2. Description of the Prior Art
A voltage reference generator is an essential design block required in analog and mixed circuits, such as data converters, phase lock-loops (PLL), oscillators, power management circuits, dynamic random access memory (DRAM) and flash memories. A voltage reference generator typically employs a bandgap reference circuit to generate a bandgap reference that is relatively insensitive to temperature, power supply and load variations.
Please refer to FIG. 1, which is a schematic diagram of an exemplary example of a conventional bandgap reference circuit 100. The conventional bandgap reference circuit 100 includes a transistor 110, a resistor 120 and a diode 130. The transistor 110 has a first connection node N1, a second connection node N2 and a control node NC. The resistor 120 has a first end E1 and a second end E2. The diode 130 has an anode and a cathode. The first connection node N1 of the transistor 110 is coupled to a supply voltage VDD, the second connection node N2 of the transistor 110 is coupled to the first end E1 of the resistor 120, and the control node NC of the transistor 110 is coupled to a bias voltage VBS. The second end E2 of the resistor 120 is coupled to the anode of the diode 130. The cathode of the diode 130 is coupled to an electrical ground GND.
The bias voltage VBS controls the transistor 110 to be enabled, thereby generating a proportional-to-absolute-temperature current IPTAT. If the value of the resistor 120 is R0, a cross voltage IPTAT×R will be yielded when the current IPTAT passes through the resistor 120. In this way, an output voltage Vout of the bandgap reference circuit 100 may be expressed as follows: Vout=VBE+IPTAT×R0, wherein the voltage VBE is the forward bias voltage of the diode 130.
Since the voltage VBE is the forward bias voltage of the diode 130, the voltage VBE has a negative temperature coefficient. That is, the voltage VBE decreases in response to temperature increase, or vice versa. Similarly, the cross voltage IPTAT×R has a positive temperature coefficient due to the electrical characteristics of both the transistor 110 and the resistor 120. As a result, the output voltage Vout of the bandgap reference circuit 100 may be immune to temperature variations when the voltage VBE complements the cross voltage.

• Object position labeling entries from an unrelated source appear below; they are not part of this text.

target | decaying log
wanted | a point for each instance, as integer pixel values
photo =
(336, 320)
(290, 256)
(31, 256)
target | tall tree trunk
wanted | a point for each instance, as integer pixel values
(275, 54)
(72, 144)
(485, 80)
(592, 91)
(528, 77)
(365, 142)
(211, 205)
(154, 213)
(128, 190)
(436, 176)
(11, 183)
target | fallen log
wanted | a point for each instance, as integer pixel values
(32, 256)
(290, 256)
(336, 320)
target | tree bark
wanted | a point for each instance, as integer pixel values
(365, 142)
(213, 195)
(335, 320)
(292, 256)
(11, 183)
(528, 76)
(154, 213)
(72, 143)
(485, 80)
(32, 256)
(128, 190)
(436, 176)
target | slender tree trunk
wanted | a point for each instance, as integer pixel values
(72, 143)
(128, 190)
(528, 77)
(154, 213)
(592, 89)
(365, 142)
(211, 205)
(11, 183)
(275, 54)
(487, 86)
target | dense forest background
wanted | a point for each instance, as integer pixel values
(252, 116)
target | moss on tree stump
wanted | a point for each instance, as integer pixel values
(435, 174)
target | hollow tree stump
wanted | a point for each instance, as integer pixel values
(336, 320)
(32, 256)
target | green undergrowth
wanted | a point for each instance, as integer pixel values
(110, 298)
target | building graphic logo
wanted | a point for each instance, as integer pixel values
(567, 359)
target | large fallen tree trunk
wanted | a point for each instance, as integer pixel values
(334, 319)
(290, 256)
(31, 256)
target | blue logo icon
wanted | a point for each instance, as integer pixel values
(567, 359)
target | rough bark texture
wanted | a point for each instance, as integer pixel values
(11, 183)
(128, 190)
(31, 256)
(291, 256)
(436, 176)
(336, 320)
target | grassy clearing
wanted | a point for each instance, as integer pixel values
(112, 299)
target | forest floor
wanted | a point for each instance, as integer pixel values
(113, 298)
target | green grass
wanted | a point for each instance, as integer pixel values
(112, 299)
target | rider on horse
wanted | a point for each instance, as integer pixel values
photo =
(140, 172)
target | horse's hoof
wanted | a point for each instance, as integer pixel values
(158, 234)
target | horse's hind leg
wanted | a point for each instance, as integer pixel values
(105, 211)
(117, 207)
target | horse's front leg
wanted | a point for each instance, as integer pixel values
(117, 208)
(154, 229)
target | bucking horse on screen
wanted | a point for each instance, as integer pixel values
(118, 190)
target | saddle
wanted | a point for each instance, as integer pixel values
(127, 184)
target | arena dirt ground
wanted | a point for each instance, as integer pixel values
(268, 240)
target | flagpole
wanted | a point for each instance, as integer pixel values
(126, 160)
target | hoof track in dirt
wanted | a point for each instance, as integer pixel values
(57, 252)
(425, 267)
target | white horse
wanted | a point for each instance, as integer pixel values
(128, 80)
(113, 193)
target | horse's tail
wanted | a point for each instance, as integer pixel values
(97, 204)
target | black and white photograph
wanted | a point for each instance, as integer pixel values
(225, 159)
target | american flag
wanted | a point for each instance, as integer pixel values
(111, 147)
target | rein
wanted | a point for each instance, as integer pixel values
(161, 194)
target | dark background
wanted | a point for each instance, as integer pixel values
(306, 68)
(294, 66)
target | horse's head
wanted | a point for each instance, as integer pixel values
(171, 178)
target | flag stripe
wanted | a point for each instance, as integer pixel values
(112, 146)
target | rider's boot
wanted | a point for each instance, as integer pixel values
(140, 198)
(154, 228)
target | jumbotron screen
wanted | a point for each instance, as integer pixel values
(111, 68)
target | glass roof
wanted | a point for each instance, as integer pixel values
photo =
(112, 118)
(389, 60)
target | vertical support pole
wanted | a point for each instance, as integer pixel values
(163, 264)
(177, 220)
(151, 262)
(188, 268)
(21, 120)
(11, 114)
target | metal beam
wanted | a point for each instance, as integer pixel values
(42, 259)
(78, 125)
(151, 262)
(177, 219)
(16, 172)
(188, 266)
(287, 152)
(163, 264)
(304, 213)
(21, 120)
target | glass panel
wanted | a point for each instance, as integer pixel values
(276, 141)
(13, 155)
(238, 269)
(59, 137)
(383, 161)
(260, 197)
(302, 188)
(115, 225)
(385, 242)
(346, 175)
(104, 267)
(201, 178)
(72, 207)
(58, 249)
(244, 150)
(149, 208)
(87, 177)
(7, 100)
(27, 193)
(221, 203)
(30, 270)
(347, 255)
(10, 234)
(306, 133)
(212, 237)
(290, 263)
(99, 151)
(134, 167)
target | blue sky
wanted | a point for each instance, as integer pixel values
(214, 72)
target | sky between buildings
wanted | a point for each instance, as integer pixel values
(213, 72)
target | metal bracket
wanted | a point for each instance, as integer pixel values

The reference voltage outputted from a conventional bandgap reference circuit is usually about 1.25V, however, which is roughly equal to silicon bandgap energy measured at 0K in electron volts, whereas recent IC design typically requires operation regions below 1.25V. Thus, there is a need for an innovative bandgap reference circuit capable of providing a lower reference voltage.